In the bridging market, major changes in other sectors appear to be opening the door for what might be achievable for clients in 2017. I fully anticipate the slowdown in the buy-to-let sector to provide a major opportunity for advisers/introducers in our marketplace. It’s a well-trodden argument but the ability to secure a buy-to-let loan has just been made much more difficult, and it’s not going to get any easier when further regulations are introduced in September this year.

Those landlord clients, who might well have anticipated an easy ride when it comes to financing or refinancing, are going to find a much changed environment in 2017, plus of course the forthcoming tax relief changes will also play a major part. The way the lenders interpret the changes required by the Prudential Regulation Authority (PRA) will be of great interest, because the ability to get a loan (or not) is going to be determined by how lenders now have to underwrite their loans.

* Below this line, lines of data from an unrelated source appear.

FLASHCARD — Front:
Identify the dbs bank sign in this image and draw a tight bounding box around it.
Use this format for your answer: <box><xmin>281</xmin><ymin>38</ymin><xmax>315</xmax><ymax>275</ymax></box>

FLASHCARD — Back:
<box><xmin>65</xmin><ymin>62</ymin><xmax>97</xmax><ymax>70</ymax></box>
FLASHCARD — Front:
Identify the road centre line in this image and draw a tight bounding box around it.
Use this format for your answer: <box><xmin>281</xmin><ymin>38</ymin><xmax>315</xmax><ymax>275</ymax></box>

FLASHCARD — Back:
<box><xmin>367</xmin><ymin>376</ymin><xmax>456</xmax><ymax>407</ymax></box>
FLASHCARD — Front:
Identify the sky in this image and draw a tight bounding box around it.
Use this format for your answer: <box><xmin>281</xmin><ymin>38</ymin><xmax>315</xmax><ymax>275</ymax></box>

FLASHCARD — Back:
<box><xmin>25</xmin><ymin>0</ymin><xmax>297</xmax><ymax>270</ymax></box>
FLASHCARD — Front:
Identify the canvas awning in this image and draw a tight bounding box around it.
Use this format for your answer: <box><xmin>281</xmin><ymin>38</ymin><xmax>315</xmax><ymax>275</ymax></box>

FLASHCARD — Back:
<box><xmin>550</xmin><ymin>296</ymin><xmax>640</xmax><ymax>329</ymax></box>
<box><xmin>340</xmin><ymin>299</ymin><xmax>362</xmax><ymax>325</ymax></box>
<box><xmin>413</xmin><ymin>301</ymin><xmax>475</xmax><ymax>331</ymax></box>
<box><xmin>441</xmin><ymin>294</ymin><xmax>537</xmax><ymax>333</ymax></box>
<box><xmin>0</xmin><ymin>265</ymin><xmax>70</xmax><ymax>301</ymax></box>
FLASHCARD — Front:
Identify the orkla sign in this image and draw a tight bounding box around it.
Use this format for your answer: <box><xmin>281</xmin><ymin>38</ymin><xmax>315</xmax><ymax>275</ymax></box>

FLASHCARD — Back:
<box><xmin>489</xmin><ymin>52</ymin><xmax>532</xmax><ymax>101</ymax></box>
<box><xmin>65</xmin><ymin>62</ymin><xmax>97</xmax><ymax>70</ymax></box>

Advisers will know that when it comes to such rules, every lender will interpret them differently.

As an adviser you could well be dealing with a whole heap of frustration and therefore it seems highly likely that other options will need to be explored and actively pursued. One of those will perhaps be a second-charge buy-to-let, or you may have a client who needs a certain amount of time to get their financial house in order and therefore a bridging loan may be more appropriate. Or on development projects the obvious area to look at would be development finance. What we have here is a potential move away from standard buy-to-let remortgaging, and instead clients are likely to be much more inclined to view alternative finance options, especially when it gets them to where they want to be much more quickly.

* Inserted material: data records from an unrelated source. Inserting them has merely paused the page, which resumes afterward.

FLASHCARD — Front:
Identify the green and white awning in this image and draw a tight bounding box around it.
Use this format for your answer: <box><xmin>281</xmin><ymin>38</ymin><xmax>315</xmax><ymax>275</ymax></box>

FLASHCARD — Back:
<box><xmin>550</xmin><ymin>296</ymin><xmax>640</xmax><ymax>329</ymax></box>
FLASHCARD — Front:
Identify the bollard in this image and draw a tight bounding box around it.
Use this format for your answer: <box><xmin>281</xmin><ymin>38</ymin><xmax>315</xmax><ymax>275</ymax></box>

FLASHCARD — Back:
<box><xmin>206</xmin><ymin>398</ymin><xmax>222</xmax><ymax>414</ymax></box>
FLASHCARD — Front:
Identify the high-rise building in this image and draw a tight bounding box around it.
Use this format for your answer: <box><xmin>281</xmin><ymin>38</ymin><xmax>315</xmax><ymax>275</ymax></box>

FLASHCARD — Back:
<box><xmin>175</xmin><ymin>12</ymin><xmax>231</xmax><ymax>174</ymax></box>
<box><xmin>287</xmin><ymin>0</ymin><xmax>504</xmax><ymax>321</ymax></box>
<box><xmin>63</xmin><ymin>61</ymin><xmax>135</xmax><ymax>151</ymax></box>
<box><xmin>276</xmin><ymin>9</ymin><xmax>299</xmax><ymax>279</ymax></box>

However and here’s the big issue for advisers, what is your knowledge of the bridging or the development finance sectors? Would you, with confidence, know exactly which lender is going to accept your client, and on what product, with what rate? These are also competitive market places with significant numbers of lenders, who all operate differently. It’s one thing for an adviser to know exactly which lender is appropriate for your mainstream buy-to-let or development finance solution, but what about when it turns out they no longer fit the criteria and a bridging loan solution is more suitable? Can you be confident that you have the same degree of specialist knowledge across the bridging lender market as you do in the mainstream lender market?

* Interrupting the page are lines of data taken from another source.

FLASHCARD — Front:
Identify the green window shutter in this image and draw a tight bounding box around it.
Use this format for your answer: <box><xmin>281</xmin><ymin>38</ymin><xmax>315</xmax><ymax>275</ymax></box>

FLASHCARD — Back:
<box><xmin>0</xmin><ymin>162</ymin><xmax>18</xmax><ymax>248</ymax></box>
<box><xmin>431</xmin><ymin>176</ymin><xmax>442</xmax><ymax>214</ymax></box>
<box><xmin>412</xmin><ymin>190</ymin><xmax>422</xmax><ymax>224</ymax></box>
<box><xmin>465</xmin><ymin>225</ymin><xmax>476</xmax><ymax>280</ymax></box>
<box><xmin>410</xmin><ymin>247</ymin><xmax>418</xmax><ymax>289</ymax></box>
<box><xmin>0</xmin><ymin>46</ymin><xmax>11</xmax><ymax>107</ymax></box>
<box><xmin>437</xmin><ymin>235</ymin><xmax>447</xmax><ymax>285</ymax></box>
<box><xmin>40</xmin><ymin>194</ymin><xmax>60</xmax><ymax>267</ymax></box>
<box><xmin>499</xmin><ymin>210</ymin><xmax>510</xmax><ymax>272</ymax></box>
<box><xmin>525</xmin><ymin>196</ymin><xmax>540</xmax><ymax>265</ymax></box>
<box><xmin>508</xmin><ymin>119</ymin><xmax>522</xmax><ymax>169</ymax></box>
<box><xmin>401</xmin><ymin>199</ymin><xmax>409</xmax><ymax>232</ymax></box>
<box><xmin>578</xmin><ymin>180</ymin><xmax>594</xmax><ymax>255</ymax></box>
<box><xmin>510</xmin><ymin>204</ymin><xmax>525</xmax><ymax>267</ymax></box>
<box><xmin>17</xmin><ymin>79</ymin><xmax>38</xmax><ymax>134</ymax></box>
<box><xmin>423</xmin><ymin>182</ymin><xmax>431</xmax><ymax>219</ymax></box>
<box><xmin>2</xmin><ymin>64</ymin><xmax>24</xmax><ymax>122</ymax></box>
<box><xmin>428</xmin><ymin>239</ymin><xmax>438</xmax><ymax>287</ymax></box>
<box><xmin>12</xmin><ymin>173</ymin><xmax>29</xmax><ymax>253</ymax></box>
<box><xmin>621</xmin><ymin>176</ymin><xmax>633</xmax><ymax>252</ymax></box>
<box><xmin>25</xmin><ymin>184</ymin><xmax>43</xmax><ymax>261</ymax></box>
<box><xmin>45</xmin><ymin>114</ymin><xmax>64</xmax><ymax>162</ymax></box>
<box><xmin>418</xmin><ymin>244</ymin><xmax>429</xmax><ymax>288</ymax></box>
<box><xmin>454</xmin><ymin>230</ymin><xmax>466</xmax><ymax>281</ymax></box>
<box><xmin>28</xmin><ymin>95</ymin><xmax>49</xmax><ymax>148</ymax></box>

Given you may well be seeing more of these types of cases, it makes perfect sense to link up with a specialist in their field; to use our expert specialist knowledge of this market to optimise the solution offered, to maintain that client communication, to be confident they’ll remain your client, and to know that client has exactly the right product for them (and you). In this area of the market, there’s little point in soldiering on, or as I like to call it, bumbling through. With speed often of the essence, best to go to those who do this 24/7 and use their expertise, while still securing all the income you would by going direct. Perhaps, when it’s put like that, you’ll be able to see the benefits for both you and your client.